Chapter 4: Biological Theories -- Genetics, Physiology and Evolution Flashcards
Behavioural Genetics
This refers to the use of genetic methods to determine the origins of individual differences in behaviour. Essentially, it is attributing personality to genetics.
Nature vs. Nurture
In the politics of behavioural genetics, it had heavy focus on the nature side, discounting the role of parenting. This promoted the perception that “your genes are what you are.”
Political Agendas
Biological determinism was used to minimize responsibility, and argue a lack of free will against crimes.
Biological Determinism
A belief that one’s biology is what influences behaviour. For instance, “my genes made me do it!”
Eugenics
To encourage or discourage certain genes from existing in the population gene pool. This eliminated diversity and was weaponized against marginalized groups.
Francis Galton
Coined the term Eugenics. Conducted research to discover that not just physical traits could be passed down but also personality. Intended to use eugenics to make society better.
World War II
Nazis used eugenics as a mask to reason the genocide of Jews.
Alberta Sterilization Act
The government believed that the adults who had lower IQ would have offsprings of lower IQ as well. To “solve” this issue, they turned to eugenics and forced sterilization on children who were “mentally weak”. Although they did not account for differences relating to socioeconomic factors, or environment (rural areas vs. urban).

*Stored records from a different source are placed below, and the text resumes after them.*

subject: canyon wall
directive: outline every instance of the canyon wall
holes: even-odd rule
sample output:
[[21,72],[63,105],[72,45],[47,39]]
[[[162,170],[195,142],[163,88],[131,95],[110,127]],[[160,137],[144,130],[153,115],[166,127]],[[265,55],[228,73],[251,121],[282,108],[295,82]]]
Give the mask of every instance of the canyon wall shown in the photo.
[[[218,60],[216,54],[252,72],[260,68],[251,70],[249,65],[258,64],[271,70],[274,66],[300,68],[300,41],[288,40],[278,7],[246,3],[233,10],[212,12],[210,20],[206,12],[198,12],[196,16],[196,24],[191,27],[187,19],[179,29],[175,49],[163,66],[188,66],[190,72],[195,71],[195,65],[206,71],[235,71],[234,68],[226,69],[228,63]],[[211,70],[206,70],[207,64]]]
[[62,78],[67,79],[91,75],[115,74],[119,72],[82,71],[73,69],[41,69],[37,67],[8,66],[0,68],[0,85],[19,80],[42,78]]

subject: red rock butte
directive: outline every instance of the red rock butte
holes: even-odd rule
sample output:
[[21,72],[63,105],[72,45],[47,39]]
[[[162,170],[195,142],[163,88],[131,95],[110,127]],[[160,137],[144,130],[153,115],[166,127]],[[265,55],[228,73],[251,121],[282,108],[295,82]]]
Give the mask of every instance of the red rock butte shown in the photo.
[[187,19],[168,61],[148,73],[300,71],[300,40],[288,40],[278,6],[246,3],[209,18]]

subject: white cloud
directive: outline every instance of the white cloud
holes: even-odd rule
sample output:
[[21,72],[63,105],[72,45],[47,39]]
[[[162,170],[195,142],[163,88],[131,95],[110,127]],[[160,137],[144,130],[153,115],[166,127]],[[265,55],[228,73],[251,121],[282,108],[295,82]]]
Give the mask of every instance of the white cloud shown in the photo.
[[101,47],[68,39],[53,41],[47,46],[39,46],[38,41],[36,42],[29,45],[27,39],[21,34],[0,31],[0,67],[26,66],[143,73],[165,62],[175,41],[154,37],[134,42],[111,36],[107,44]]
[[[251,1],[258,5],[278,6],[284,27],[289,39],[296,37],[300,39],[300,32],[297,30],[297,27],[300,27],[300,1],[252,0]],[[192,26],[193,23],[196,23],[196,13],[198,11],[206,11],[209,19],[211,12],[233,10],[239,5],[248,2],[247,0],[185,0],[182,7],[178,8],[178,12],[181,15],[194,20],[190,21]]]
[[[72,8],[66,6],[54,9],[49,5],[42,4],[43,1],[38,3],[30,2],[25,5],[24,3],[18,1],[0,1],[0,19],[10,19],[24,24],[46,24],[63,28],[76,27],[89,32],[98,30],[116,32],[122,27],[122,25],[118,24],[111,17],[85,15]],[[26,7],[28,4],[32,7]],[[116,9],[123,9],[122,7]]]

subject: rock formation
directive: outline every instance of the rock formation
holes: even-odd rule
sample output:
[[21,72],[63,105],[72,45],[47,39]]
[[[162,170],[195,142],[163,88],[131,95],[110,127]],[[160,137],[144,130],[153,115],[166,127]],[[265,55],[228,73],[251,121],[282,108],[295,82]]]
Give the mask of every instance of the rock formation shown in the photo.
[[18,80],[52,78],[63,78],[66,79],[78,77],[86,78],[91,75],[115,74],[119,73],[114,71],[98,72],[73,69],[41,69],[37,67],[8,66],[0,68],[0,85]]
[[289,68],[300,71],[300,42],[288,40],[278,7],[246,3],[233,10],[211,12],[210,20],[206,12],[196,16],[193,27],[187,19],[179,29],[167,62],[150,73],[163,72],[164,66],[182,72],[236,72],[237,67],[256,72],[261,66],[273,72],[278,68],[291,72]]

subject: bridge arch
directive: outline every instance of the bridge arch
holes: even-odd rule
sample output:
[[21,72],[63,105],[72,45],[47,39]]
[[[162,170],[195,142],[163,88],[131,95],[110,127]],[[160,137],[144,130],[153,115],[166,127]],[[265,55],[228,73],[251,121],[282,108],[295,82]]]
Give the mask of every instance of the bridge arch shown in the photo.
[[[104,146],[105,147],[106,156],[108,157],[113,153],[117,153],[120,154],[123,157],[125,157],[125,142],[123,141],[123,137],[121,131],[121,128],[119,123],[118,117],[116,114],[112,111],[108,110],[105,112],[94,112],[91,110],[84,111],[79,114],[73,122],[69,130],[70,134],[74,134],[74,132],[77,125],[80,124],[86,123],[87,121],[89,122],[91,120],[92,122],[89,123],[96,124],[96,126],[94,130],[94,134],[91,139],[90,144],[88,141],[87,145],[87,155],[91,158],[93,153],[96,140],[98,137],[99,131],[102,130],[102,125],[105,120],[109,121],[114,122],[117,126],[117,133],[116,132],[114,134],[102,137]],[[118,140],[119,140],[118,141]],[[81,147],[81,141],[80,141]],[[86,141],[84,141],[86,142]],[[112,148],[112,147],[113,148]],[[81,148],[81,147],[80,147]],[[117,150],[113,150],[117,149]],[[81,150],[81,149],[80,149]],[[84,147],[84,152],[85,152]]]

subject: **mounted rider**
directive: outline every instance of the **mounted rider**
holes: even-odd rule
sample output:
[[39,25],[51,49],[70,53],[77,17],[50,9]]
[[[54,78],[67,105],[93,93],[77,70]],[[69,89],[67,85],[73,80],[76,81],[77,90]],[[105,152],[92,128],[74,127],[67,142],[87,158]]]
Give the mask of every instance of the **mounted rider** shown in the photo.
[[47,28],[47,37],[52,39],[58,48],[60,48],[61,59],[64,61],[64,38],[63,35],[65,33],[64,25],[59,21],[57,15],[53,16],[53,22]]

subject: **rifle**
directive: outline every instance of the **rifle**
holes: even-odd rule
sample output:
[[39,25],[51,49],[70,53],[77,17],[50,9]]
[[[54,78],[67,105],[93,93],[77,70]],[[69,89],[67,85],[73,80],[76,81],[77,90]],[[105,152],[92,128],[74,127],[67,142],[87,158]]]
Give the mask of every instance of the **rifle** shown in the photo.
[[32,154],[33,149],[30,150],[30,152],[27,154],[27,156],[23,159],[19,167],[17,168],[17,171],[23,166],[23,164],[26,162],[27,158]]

What trait is super nature-based?
Aggression!
Richard Tremblay
Attempted to study the age in which we can predict and intervene in aggression in adolescent boys. Started observations in high school male adolescents and eventually rolled back his hypothesis until he began to examine fetuses.
Heritability
The number of individual differences that can be attributed to genetics. This does NOT mean the probability of inheriting the trait. It simply indicates the number of population differences that are a result of genetics.
How do you refine the limitation of personality being affected by BOTH Nature AND Nurture?
We need to measure both factors! We need to examine the correlation between the individual’s traits and the different aspects of their environment. Example: The number of books in a child’s home vs. IQ.
Monozygotic Twins
One zygote (one sperm and one egg) splits into two. They are identical in DNA and appearance and share the same genetic material and environment.
Dizygotic Twins
Two zygotes formed due to two eggs being released. Genetically different just like other/regular siblings, although they share a prenatal experience/environment.
Occupational Preferences
When looking at the occupational preferences between the parent’s actual job and child’s preferences, what was found was that the child’s ideal career may be different, but the attributes of the ideal career are similar in values the parents hold. Preferences of occupational attributes have high heritability.